# Spread Profanity Analysis

**Author:** Simon Pislar

**Date Created:** March 14, 2024

**Description:** This notebook analyzes the spread of profanity across Reddit users and subreddits. It uses a dataset of profanity words and a dataset of Reddit posts to find the top 20 users who have used profanity across the most subreddits.

**Output:** The top 20 users with profanity across the most subreddits.

In [None]:
from pyspark.sql import SparkSession
from pyspark.sql.functions import col, lower, explode, split, countDistinct, broadcast

#Initialize Spark session
spark_session = SparkSession.builder\
        .master("spark://192.168.2.193:7077") \
        .appName("Spread_Profanity_Analysis")\
        .config("spark.dynamicAllocation.enabled", True)\
        .config("spark.dynamicAllocation.shuffleTracking.enabled",True)\
        .config("spark.shuffle.service.enabled", False)\
        .config("spark.dynamicAllocation.executorIdleTimeout","30s")\
        .config("spark.executor.cores", 2)\
        .config("spark.driver.port",9999)\
        .config("spark.blockManager.port",10005)\
        .getOrCreate()

#Define the spark context
spark_context = spark_session.sparkContext
#Set log level
spark_context.setLogLevel("ERROR")

In [None]:
# Load the profanity dataset
profanity_df = spark_session.read.csv("file:///home/ubuntu/profanity/profanity_en.csv", 
                                   header=True, inferSchema=True).select("text", "severity_rating")

# Load the Reddit dataset
reddit_df = spark_session.read.json("file:///home/ubuntu/volume/reddit/corpus-webis-tldr-17.json")


In [None]:
# Tokenize the Reddit dataset
reddit_tokenized = reddit_df.withColumn("words", explode(split(lower(col("body")), "\\W+")))
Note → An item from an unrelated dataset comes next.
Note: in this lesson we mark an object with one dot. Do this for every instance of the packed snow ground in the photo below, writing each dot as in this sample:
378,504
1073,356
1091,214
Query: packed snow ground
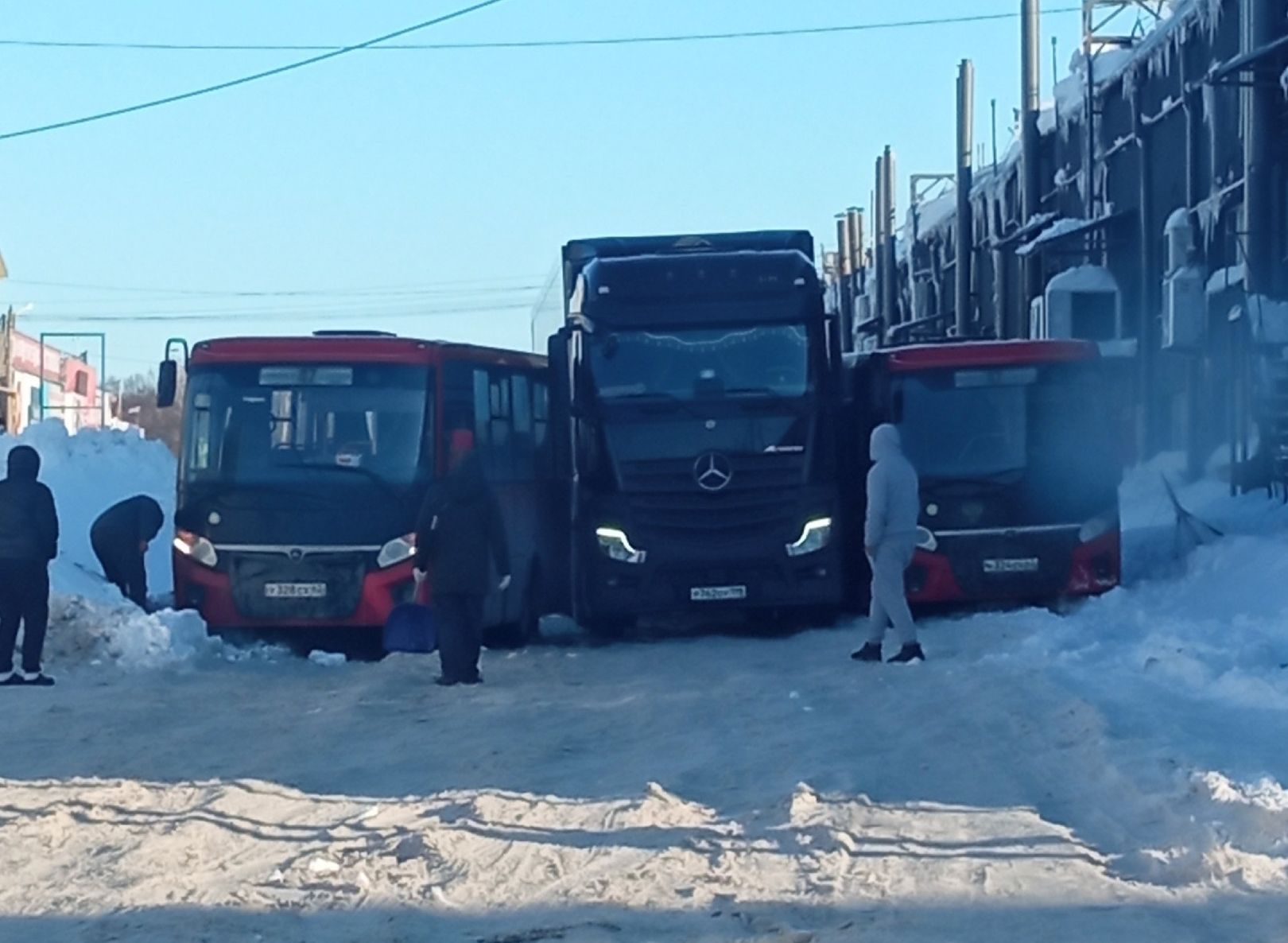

# Filter for Reddit posts that contain profanity
reddit_profanity = reddit_tokenized.join(broadcast(profanity_df), col("words") == col("text"), "inner")

# Count distinct subreddits for each author
author_subreddit_count = reddit_profanity.groupBy("author") \
                                         .agg(countDistinct("subreddit").alias("subreddit_count"))


In [None]:
# Get the top 20 users with profanity across the most subreddits
top_users = author_subreddit_count.orderBy(col("subreddit_count").desc()).limit(20)

top_users.show()

In [None]:
# Finish the job
spark_session.stop()